The Paladin
- First edition
- Author: Brian Garfield (in collaboration with Christopher Creighton (pseudonym))
- Language: English
- Genre: Historical novel
- Published: 1979 (Simon & Schuster)
- Publication place: United States
- Media type: Print (hardback)
- Pages: 381
- ISBN: 9780671247041
- OCLC: 5412654

= The Paladin (Garfield novel) =

1979 novel by Brian Garfield

The Paladin is a 1979 historical novel by Brian Garfield. Supposedly based on a true story, it is about a young boy "Christopher Creighton" who befriends Winston Churchill in the mid 1930s and then goes on to take an active role in a number of World War II operations including: informing Churchill in advance of the surrender of Belgium leading to the Dunkirk evacuation, stopping the Americans from being warned of the Attack on Pearl Harbor by sinking the Dutch submarine K XVII, and misleading the Germans about the Normandy invasion.

==Publication history==
- 1979, USA, Simon & Schuster ISBN 9780671247041
- 1980, England, Macmillan ISBN 9780333266366

==Reception==
A starred review in Kirkus Reviews of The Paladin wrote "Still, veteran Garfield punches it all out with assured panache: larger-than-life Churchill, exploit after exploit, horror upon horror. So, believe it or not, this is a ripping good yarn--with food for all sorts of WW II-history speculation." The International Churchill Society wrote "His novel is splendid entertainment for the highly committed Churchillian, and you should definitely add a copy to your library of tall tales."

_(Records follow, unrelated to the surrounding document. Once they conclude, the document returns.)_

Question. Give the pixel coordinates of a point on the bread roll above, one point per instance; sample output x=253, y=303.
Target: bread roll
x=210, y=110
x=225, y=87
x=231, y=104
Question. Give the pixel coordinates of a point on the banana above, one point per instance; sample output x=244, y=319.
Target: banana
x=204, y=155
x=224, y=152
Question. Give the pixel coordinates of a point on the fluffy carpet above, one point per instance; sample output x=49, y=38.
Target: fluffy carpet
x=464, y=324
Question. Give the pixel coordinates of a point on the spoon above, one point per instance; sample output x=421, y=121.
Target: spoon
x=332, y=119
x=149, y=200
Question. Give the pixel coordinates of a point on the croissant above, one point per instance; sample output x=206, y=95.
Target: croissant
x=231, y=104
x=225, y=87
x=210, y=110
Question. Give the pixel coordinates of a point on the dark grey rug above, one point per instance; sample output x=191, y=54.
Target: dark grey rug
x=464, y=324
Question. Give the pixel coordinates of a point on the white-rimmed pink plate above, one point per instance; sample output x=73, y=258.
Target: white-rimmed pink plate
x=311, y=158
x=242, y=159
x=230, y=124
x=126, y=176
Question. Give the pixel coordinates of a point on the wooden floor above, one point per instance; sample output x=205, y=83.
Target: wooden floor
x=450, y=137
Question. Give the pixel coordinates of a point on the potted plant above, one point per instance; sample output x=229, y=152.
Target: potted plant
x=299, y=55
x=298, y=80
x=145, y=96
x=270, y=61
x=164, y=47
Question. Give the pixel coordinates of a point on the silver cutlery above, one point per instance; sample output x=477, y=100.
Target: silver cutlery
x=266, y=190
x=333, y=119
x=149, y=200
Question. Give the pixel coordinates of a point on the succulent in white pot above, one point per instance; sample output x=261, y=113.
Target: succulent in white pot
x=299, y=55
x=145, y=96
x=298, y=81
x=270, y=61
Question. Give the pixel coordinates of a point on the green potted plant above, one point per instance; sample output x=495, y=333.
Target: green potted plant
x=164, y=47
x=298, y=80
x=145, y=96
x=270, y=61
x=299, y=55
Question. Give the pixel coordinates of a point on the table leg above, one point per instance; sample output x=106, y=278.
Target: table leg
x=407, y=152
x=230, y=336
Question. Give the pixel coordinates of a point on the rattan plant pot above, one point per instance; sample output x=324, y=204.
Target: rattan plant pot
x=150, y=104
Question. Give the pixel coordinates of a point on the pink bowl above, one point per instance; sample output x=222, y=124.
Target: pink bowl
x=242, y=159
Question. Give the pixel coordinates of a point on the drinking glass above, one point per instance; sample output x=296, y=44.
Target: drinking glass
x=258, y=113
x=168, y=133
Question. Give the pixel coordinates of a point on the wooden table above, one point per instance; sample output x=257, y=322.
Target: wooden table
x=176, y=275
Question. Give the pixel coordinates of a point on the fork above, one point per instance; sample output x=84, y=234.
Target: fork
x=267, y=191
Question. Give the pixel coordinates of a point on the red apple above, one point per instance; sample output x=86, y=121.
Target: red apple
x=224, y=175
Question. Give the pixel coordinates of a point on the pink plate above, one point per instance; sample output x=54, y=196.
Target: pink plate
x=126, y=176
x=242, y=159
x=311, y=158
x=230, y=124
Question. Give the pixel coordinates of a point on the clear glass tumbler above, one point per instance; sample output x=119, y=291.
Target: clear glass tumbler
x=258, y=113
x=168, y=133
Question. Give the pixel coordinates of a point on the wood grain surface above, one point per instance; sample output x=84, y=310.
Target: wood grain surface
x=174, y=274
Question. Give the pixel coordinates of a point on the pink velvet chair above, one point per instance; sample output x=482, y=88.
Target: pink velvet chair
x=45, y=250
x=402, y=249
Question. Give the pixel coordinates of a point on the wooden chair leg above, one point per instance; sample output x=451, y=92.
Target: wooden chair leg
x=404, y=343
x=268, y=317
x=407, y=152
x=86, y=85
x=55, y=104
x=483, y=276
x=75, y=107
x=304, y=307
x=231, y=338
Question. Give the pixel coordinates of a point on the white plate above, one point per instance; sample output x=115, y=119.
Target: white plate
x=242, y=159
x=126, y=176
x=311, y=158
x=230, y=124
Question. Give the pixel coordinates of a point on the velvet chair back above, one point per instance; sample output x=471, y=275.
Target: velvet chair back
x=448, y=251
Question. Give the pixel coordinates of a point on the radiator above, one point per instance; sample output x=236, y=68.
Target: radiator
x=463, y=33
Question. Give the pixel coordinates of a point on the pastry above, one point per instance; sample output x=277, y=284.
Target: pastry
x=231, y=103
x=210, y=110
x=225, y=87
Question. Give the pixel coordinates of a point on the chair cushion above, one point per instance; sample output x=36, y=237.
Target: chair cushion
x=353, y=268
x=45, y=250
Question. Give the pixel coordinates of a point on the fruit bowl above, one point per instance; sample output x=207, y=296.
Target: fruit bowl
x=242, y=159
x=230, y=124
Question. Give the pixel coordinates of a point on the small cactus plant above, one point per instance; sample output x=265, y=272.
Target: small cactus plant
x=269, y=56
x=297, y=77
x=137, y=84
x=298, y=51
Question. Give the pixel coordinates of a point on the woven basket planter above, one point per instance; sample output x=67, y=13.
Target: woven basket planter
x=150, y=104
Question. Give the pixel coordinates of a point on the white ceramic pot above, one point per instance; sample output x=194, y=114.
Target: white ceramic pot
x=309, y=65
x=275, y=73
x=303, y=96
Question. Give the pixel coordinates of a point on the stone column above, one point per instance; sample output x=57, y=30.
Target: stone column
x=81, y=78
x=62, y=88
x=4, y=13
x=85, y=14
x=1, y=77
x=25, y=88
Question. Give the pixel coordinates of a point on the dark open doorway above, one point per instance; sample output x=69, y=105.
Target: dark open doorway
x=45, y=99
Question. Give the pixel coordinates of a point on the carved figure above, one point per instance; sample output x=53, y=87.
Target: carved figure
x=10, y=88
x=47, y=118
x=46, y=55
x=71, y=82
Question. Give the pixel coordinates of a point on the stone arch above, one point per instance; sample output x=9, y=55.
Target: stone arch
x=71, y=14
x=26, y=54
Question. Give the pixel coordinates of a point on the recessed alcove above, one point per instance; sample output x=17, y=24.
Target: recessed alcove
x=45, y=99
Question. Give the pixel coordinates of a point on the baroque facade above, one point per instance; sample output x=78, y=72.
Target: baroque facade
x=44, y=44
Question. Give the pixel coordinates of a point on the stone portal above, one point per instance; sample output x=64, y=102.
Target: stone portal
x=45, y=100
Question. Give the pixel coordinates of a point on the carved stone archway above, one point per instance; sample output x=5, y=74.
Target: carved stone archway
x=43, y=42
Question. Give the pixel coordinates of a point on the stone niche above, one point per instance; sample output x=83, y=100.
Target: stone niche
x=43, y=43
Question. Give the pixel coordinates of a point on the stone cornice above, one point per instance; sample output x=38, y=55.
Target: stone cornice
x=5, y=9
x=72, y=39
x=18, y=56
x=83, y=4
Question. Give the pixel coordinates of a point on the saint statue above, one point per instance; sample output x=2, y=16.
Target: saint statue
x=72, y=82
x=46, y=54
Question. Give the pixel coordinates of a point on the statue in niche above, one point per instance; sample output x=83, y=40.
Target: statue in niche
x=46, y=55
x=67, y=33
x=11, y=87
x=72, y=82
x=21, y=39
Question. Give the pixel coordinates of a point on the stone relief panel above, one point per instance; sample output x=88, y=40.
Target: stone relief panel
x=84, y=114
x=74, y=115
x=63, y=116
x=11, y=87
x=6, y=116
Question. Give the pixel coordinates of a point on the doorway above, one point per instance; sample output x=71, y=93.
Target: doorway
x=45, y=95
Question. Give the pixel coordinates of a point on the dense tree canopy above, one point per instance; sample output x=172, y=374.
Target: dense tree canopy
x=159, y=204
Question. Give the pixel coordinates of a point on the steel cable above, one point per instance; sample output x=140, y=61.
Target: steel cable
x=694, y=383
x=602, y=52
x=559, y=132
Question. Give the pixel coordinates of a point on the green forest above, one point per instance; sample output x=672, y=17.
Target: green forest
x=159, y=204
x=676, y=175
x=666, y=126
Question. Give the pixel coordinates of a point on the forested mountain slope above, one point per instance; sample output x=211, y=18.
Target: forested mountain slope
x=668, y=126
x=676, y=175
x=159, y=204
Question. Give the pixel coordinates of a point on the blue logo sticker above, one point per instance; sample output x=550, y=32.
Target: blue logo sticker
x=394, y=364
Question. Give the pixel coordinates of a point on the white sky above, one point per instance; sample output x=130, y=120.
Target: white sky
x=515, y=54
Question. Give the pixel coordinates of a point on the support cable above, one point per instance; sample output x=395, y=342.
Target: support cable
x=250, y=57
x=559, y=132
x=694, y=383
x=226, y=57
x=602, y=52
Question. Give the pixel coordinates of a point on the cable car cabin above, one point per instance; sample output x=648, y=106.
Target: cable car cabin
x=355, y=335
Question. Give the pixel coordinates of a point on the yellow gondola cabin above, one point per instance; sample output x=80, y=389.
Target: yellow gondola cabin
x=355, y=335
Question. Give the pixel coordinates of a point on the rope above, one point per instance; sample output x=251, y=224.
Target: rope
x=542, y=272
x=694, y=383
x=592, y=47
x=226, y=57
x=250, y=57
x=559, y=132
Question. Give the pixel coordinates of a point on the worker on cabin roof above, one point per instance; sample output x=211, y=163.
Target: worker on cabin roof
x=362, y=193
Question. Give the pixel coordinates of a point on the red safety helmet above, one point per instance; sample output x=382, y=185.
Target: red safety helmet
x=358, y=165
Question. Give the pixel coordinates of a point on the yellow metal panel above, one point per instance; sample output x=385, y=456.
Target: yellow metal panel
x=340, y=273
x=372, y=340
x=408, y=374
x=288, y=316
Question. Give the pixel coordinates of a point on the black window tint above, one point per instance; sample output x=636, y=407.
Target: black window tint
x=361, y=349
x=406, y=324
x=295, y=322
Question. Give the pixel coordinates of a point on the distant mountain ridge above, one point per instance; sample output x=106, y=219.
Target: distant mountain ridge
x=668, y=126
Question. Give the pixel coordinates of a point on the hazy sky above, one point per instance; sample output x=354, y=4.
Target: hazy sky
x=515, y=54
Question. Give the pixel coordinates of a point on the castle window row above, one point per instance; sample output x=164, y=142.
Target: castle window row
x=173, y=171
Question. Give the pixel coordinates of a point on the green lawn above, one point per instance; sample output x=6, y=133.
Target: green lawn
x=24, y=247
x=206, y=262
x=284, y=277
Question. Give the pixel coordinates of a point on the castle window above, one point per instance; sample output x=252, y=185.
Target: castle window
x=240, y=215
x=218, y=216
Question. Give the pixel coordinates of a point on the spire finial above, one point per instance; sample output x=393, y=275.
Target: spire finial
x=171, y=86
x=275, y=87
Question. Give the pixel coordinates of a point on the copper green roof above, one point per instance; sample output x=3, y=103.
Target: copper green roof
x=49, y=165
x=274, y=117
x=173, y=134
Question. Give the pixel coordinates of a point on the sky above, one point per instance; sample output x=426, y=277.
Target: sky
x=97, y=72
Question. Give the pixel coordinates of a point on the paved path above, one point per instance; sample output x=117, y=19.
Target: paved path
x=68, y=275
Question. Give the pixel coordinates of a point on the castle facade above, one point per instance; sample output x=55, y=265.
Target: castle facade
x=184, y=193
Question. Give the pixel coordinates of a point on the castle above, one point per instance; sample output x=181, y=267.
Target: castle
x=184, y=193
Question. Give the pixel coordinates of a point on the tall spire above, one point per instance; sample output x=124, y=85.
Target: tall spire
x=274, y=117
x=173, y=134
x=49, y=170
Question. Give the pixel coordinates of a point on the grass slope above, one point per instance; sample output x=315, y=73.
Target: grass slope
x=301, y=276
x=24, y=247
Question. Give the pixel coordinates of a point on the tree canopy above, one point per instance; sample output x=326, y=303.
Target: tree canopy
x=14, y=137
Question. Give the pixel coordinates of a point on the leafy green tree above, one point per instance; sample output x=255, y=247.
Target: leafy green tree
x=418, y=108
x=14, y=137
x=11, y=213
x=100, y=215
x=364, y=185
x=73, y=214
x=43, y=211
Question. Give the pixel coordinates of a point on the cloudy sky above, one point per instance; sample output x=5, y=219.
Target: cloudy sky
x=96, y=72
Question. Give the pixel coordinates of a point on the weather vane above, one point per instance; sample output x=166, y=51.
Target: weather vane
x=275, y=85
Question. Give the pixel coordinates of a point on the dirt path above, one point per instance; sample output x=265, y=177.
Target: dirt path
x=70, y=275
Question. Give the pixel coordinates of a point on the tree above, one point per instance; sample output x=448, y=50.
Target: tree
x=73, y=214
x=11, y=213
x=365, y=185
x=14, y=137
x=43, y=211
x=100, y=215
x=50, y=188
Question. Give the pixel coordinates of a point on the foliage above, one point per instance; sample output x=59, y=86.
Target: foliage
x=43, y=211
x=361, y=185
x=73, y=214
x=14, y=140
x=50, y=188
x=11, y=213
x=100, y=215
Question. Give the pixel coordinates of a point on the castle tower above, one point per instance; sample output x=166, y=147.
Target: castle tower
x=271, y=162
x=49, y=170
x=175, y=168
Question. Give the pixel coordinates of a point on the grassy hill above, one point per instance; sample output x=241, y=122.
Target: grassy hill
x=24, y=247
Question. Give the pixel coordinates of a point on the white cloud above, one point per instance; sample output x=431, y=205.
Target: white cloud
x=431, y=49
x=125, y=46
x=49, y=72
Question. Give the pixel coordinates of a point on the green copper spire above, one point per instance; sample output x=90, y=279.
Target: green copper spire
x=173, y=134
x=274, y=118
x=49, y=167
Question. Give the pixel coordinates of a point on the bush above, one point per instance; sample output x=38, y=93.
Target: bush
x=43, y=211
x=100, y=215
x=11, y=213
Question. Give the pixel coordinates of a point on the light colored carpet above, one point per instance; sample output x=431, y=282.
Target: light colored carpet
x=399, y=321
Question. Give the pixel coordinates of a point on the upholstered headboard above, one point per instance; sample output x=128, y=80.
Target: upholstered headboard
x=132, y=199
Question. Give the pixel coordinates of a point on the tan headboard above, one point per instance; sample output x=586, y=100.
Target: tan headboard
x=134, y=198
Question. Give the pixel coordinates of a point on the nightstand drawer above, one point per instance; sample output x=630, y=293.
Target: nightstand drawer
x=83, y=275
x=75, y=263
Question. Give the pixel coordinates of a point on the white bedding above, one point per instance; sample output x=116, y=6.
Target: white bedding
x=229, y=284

The Washington Post, in its review, disproved a major part of the book posited as true, the sinking of the Dutch submarine K XVII which had seen the Japanese fleet approaching Pearl Harbor, and concluded "The writing moves along at a lively pace, but the characters are so wooden a Gepetto would drool. In sum, it's no Le Carre. Still, it's a substantial cut above, say, Robert Ludlum, whose own novels are equally improbable, but more clearly designated as pure fiction."

Nigel West, in his book Counterfeit Spies (1999), exposed the story as fiction.